While there, we stood in front of an assembly line that was constructing pieces of what would ultimately become a county jail. We found out that modular construction can do far more advanced projects. It is no longer not just wood frame, box construction. With the use of steel, some modular buildings now rise many stories. For example, the Stack in Harlem was assembled from 56 different pieces in just 19 days. This was the first New York City project before Atlantic Yard’s B2 mass project. In addition to residential construction, modular is used for dorms, hotels, restaurants, retail and single-family structures. These buildings come delivered turn-key, meaning for hotels they come with sheets on the bed and towels on the rack!

“As you can see, there’s no rain in here, and there’s no snow and there’s no mud, and what we’re doing is we’ve taken building off of the job site and put it into a controlled environment,” said Frydman. He also does not have to wait for trades to coordinate at the job site, as they are all under one roof at his factory.

Deluxe-Built is unique in the industry because it is what Frydman calls a “design-built” firm. They have on-staff architects, engineers and drafts people, and they work with a high-quality architecture firm, such as alums from Robert A. M. Stern’s firm to places like Zaha Hadid’s firm. “What we are designing is state of the art,” he says. “As the world realizes there’s no labor available to build, that the cost of construction is increasing drastically, that you can literally efficiently build it in half the time at lower cost at an indoor site where you can mechanize much of the process.

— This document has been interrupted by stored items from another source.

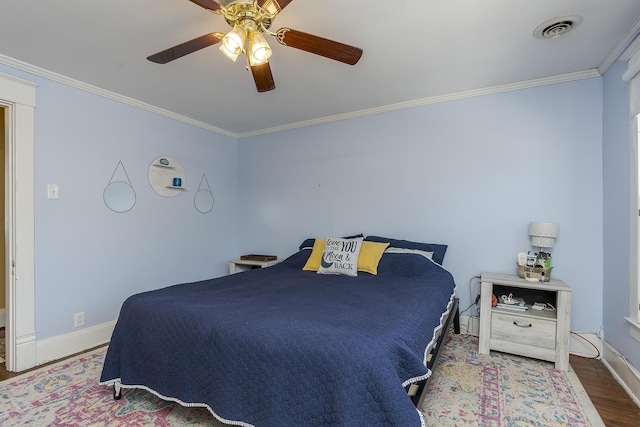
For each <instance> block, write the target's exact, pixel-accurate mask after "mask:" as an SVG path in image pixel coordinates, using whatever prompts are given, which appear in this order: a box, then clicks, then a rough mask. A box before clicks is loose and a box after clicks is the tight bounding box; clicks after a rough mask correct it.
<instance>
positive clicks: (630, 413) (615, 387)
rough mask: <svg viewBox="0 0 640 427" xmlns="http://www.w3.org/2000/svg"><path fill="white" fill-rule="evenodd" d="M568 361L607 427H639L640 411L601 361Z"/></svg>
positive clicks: (633, 402) (632, 400)
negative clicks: (590, 398) (614, 378)
mask: <svg viewBox="0 0 640 427" xmlns="http://www.w3.org/2000/svg"><path fill="white" fill-rule="evenodd" d="M569 359H570V360H569V363H570V364H571V366H572V367H573V370H574V371H575V373H576V375H578V378H580V382H581V383H582V385H583V386H584V389H585V390H586V392H587V394H588V395H589V397H590V398H591V401H592V402H593V406H595V407H596V409H597V410H598V413H599V414H600V417H601V418H602V421H604V423H605V425H606V426H607V427H638V426H640V408H639V407H638V406H637V405H636V404H635V402H634V401H633V400H631V398H630V397H629V395H628V394H627V392H626V391H624V389H623V388H622V386H620V384H618V382H617V381H616V380H615V379H614V378H613V376H612V375H611V372H609V370H608V369H607V368H606V367H605V366H604V364H603V363H602V362H601V361H599V360H594V359H584V358H580V357H576V356H570V358H569Z"/></svg>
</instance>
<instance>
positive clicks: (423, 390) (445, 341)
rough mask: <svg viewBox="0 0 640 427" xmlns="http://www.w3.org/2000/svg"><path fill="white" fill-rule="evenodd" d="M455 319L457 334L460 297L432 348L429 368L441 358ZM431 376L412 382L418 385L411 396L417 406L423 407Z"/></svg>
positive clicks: (453, 303)
mask: <svg viewBox="0 0 640 427" xmlns="http://www.w3.org/2000/svg"><path fill="white" fill-rule="evenodd" d="M452 321H453V332H454V333H456V334H460V300H459V299H458V298H454V299H453V305H452V306H451V312H450V313H449V316H448V317H447V320H446V321H445V322H444V328H443V329H442V331H443V332H442V334H440V336H439V337H438V341H437V342H436V345H435V346H434V348H433V349H432V350H431V354H430V356H431V358H430V359H429V361H428V362H427V368H429V369H431V370H433V369H435V368H434V367H435V364H436V363H438V359H439V358H440V352H441V351H442V348H443V347H444V344H445V342H446V340H447V335H448V334H449V328H450V327H451V322H452ZM430 379H431V377H429V378H427V379H426V380H422V381H419V382H417V383H416V384H412V385H411V387H413V386H414V385H416V386H417V389H416V388H413V389H410V396H411V400H412V401H413V404H414V405H416V408H418V409H420V408H421V407H422V403H423V402H424V399H425V398H426V395H427V384H429V380H430Z"/></svg>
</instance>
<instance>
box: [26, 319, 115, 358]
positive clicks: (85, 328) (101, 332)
mask: <svg viewBox="0 0 640 427" xmlns="http://www.w3.org/2000/svg"><path fill="white" fill-rule="evenodd" d="M115 326H116V321H115V320H112V321H110V322H105V323H101V324H99V325H95V326H91V327H88V328H83V329H80V330H78V331H74V332H71V333H68V334H64V335H58V336H56V337H52V338H47V339H44V340H42V341H38V342H37V346H36V364H37V365H41V364H43V363H47V362H51V361H52V360H58V359H62V358H64V357H67V356H70V355H72V354H75V353H79V352H81V351H85V350H88V349H90V348H92V347H96V346H98V345H102V344H106V343H108V342H109V340H110V339H111V334H112V333H113V328H115Z"/></svg>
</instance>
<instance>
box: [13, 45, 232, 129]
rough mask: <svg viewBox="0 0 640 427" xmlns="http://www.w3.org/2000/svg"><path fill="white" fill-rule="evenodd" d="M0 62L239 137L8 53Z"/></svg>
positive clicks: (156, 111) (49, 79)
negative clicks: (48, 68) (20, 59)
mask: <svg viewBox="0 0 640 427" xmlns="http://www.w3.org/2000/svg"><path fill="white" fill-rule="evenodd" d="M0 64H5V65H9V66H11V67H14V68H17V69H19V70H21V71H25V72H28V73H31V74H35V75H37V76H40V77H44V78H47V79H49V80H53V81H56V82H58V83H63V84H65V85H68V86H72V87H75V88H78V89H81V90H84V91H86V92H90V93H93V94H96V95H99V96H102V97H105V98H109V99H113V100H114V101H118V102H122V103H123V104H128V105H131V106H133V107H137V108H140V109H142V110H147V111H150V112H152V113H156V114H159V115H161V116H165V117H168V118H170V119H174V120H178V121H180V122H184V123H187V124H190V125H193V126H196V127H199V128H202V129H206V130H209V131H212V132H216V133H219V134H221V135H225V136H228V137H231V138H234V139H237V135H236V134H235V133H233V132H229V131H227V130H224V129H220V128H218V127H215V126H211V125H209V124H207V123H203V122H201V121H198V120H194V119H191V118H189V117H186V116H183V115H181V114H177V113H174V112H172V111H169V110H165V109H164V108H160V107H156V106H155V105H151V104H148V103H146V102H143V101H139V100H137V99H134V98H130V97H128V96H124V95H120V94H119V93H115V92H112V91H109V90H106V89H102V88H100V87H98V86H94V85H91V84H88V83H85V82H82V81H80V80H76V79H73V78H71V77H67V76H64V75H62V74H58V73H55V72H53V71H49V70H46V69H44V68H41V67H38V66H36V65H33V64H29V63H27V62H24V61H20V60H18V59H15V58H11V57H9V56H6V55H2V54H0Z"/></svg>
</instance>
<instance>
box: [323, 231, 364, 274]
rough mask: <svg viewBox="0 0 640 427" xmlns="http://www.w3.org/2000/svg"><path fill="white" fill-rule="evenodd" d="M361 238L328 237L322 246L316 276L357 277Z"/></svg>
mask: <svg viewBox="0 0 640 427" xmlns="http://www.w3.org/2000/svg"><path fill="white" fill-rule="evenodd" d="M362 240H363V238H362V237H358V238H356V239H342V238H335V237H329V238H327V242H326V243H325V245H324V251H323V252H322V260H321V261H320V268H318V274H344V275H346V276H357V275H358V256H359V255H360V249H362Z"/></svg>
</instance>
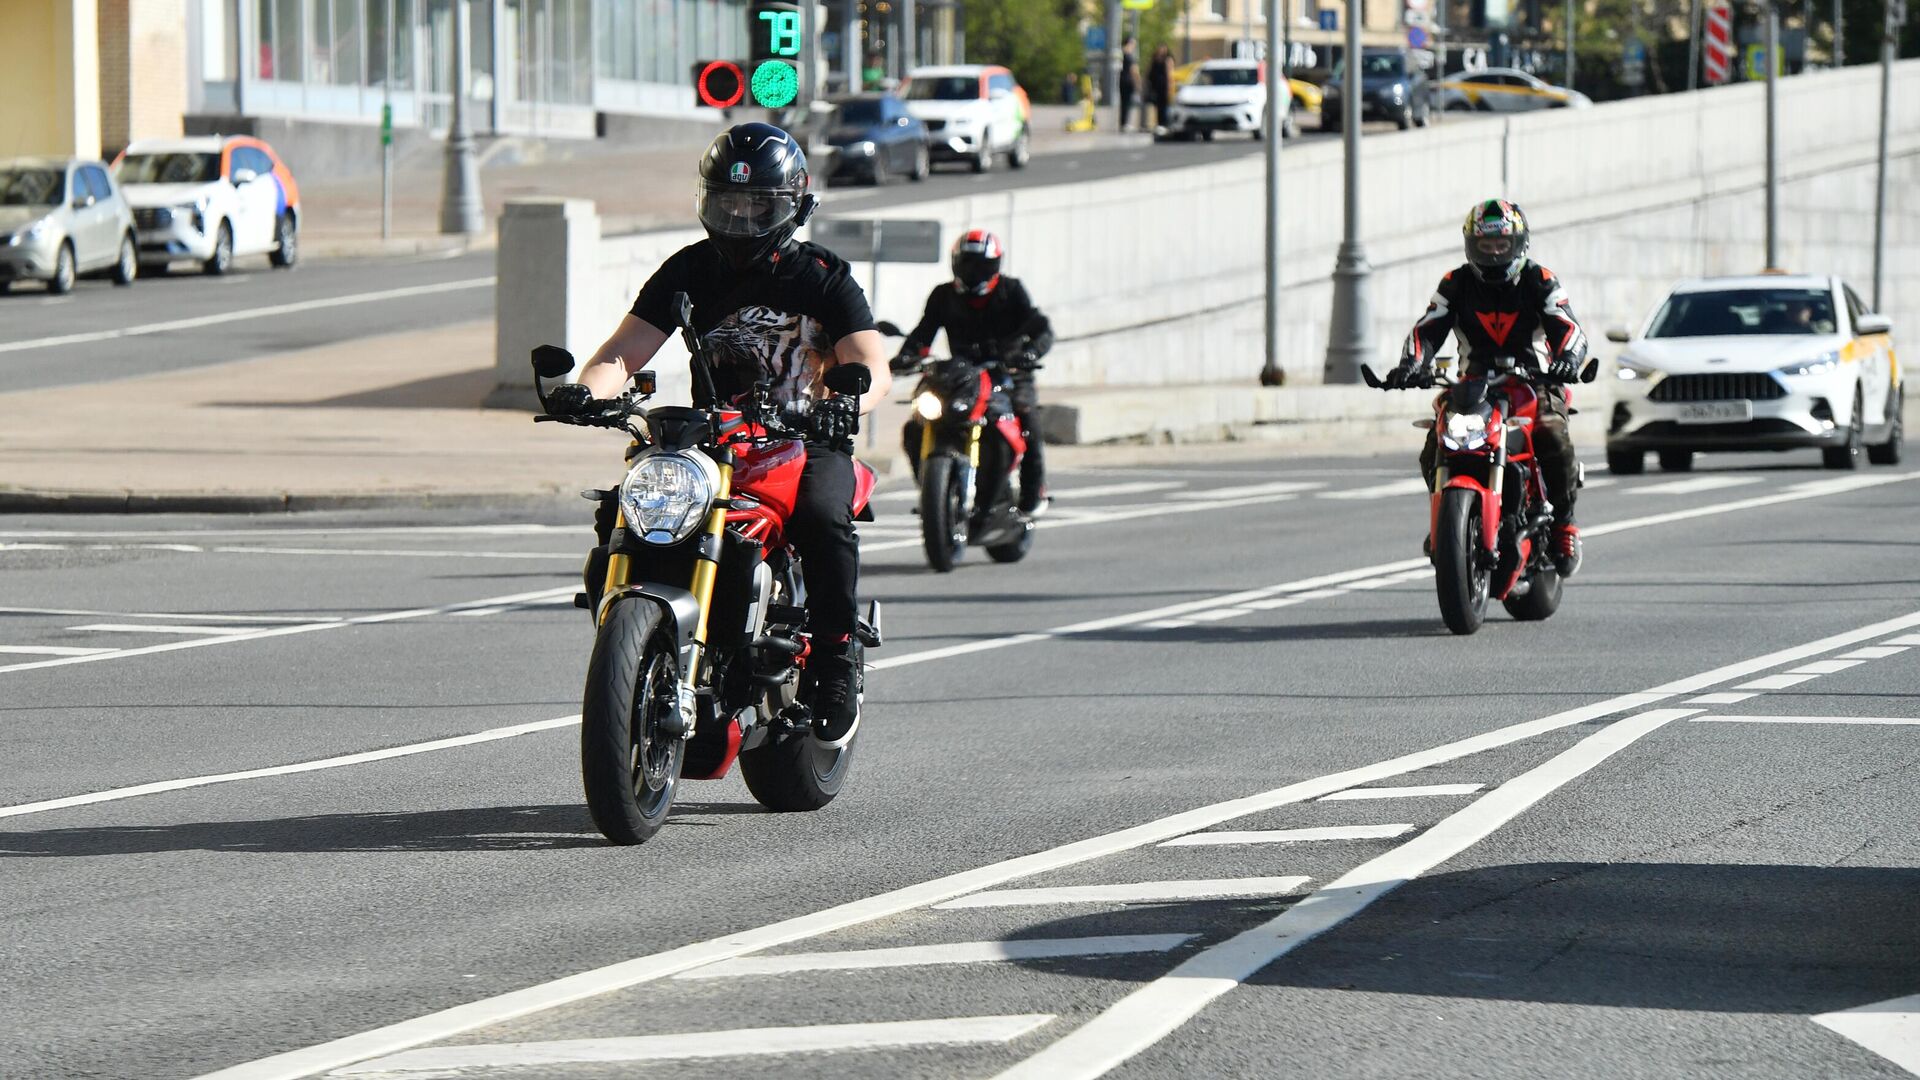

That is what makes us a unique and better competitor.”

Modular construction represents about three percent of U.S. construction last year according to Frydman, and is projected to hit 10 percent of U.S. construction in the next five years. “What we’re seeing is a high-quality modular product based on three-dimensional technology,” he said. “It gives us the ability of doing a very high quality, high-end, structurally sound building, [but] it’s taking technology this long to get there.”

On the other side of the country, San Francisco Mayor London Breed announced earlier this month that the city has committed to buying $100 million worth of modular housing to combat its dual housing shortage and affordability crisis. San Francisco is not alone. To ease a homelessness crisis, Vancouver has built six modular facilities, creating hundreds of homes, and has at least five more being built in the next few years. Cities with even worse homelessness crises in the United States, such as Seattle and Detroit, are considering multi-unit modular facilities as an alternative to more costly shelters.

Amazon is also capitalizing on modular housing as an opportunity to promote new voice and smart home technology. The Seattle-based company fundraised $6.7 million to invest in Plant Prefab, a California-based modular home company, with the goal of incorporating the Amazon Alexa system everywhere in multifamily homes.

This is certainly an option that developers should consider moving forward.